Hark, my buskin tread

   Acting, as any non-actor who has watched television and film knows, is a piece of cake. I took to the boards many years ago in Cork, Ireland. I hadn't planned it, the limelight shone my way when a production of Joe Orton's 'Loot' was due to open in the Everyman Theatre on the Monday and the actor playing the small role of P. C. Meadows fell ill the Saturday before. News of his stricken police constable reached the director in the local theatre bar and in desperation he looked around for a tall man with an English accent who could serve as a replacement. I had moved to Cork some weeks previously, had found work as a stagehand, and was present the fateful evening when the director cast an anxious eye over the revellers. Being tall, and the only Englishman there, I was offered the job. It never occurred to me I couldn't do it; my degree of self-belief was as high as anyone else's in the bar at the time (11.45 pm).
   The bobby's helmet* transformed me from tall to towering. I had to crouch in order pass under the door lintel when entering the living room in which the play was set (I couldn't take off my headgear – it was part of my character, you see). I would erupt upon the action, straightening up to what seemed like double the height of the rest of the cast. It could be argued I had an immense stage presence.

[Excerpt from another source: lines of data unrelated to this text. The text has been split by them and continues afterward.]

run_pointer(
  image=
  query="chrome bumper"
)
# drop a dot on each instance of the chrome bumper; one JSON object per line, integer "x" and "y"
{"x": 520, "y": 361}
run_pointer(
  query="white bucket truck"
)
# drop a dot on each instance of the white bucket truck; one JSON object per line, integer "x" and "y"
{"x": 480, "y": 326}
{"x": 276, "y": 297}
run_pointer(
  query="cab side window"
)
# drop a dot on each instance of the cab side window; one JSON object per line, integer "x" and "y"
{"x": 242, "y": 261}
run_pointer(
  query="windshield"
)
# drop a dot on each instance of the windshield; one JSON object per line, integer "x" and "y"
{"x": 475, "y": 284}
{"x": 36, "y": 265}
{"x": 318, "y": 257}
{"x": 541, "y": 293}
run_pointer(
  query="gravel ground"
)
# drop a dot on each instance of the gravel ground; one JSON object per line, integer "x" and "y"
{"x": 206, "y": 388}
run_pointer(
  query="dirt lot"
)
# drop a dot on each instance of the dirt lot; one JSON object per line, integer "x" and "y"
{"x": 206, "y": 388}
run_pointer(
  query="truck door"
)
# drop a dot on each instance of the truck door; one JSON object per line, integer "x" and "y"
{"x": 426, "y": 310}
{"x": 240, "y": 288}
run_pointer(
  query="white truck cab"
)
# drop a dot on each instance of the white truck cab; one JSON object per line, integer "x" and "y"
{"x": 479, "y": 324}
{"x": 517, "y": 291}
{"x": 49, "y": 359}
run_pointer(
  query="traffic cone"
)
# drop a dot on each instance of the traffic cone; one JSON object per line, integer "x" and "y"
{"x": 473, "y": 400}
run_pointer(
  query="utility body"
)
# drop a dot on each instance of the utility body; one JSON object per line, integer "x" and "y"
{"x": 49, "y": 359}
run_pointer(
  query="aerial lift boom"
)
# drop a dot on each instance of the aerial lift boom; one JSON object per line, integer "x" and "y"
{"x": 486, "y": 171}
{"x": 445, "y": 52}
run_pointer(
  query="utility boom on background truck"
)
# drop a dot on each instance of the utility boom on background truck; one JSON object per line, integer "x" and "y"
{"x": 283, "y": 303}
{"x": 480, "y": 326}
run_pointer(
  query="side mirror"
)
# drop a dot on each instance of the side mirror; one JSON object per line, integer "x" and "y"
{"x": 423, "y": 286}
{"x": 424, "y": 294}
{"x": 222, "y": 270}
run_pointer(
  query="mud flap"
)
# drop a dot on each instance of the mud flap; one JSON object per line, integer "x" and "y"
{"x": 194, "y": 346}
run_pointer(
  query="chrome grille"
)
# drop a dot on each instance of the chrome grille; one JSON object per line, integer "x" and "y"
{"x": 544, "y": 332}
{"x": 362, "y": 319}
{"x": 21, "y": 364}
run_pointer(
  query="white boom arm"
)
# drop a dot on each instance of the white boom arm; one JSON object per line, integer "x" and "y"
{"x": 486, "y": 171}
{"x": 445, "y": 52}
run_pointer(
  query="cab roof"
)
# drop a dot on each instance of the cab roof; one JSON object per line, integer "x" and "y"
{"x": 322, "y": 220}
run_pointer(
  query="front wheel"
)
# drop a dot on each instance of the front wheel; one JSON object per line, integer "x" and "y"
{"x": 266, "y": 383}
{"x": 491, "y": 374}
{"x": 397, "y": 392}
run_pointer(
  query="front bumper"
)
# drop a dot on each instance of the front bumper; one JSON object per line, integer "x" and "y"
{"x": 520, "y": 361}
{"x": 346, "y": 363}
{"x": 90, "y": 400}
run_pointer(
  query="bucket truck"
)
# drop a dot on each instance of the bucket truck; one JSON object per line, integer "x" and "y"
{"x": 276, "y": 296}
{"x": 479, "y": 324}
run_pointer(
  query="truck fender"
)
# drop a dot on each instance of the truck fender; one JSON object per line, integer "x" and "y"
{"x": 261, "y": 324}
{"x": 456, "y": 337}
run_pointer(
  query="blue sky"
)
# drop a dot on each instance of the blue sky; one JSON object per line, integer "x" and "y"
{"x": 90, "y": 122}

   As P. C. Meadows, I arrested a man and kissed a lady upon the hand. Meadows seemed quite a gallant chap, or perhaps he acted in a gallant manner for unwholesome reasons, I'm really not sure – as you've probably gathered I wasn't a method actor, I was old-school, what mental preparation there was came in the form of Murphy's stout. As the performances went by more and more mental preparation took place making it ever more arbitrary as to who would be kissed and who would be arrested.

   A further complication was that once on stage I found myself unable to speak normally - and it wasn't the result of too much mental preparation, in fact the more mental preparation taken the less pronounced, as it were, the problem. When playing P. C. Meadows the vowels that didn't disappear altogether became distorted beyond recognition, thus rendering “This woman accosted me, sir, she insisted that I accompany her to the Catholic church” as “Ths wmn accstd meuseur, shinsistd tht Iaccmpny hurto thcuthlic chuch” followed by a pause while the actor whose line was next tried to ascertain whether I had finished – no easy task especially as sometimes, if I felt the line hadn't come across clearly enough, I'd give it another shot.

   Besides kissing and/or arresting I had nothing much else to do between lines and so would take the opportunity to peer around the auditorium. I noticed that the audience, after the desertion of the fickle, was composed of the same few people who would turn up each night. It was heartening to see such devotion to the arts.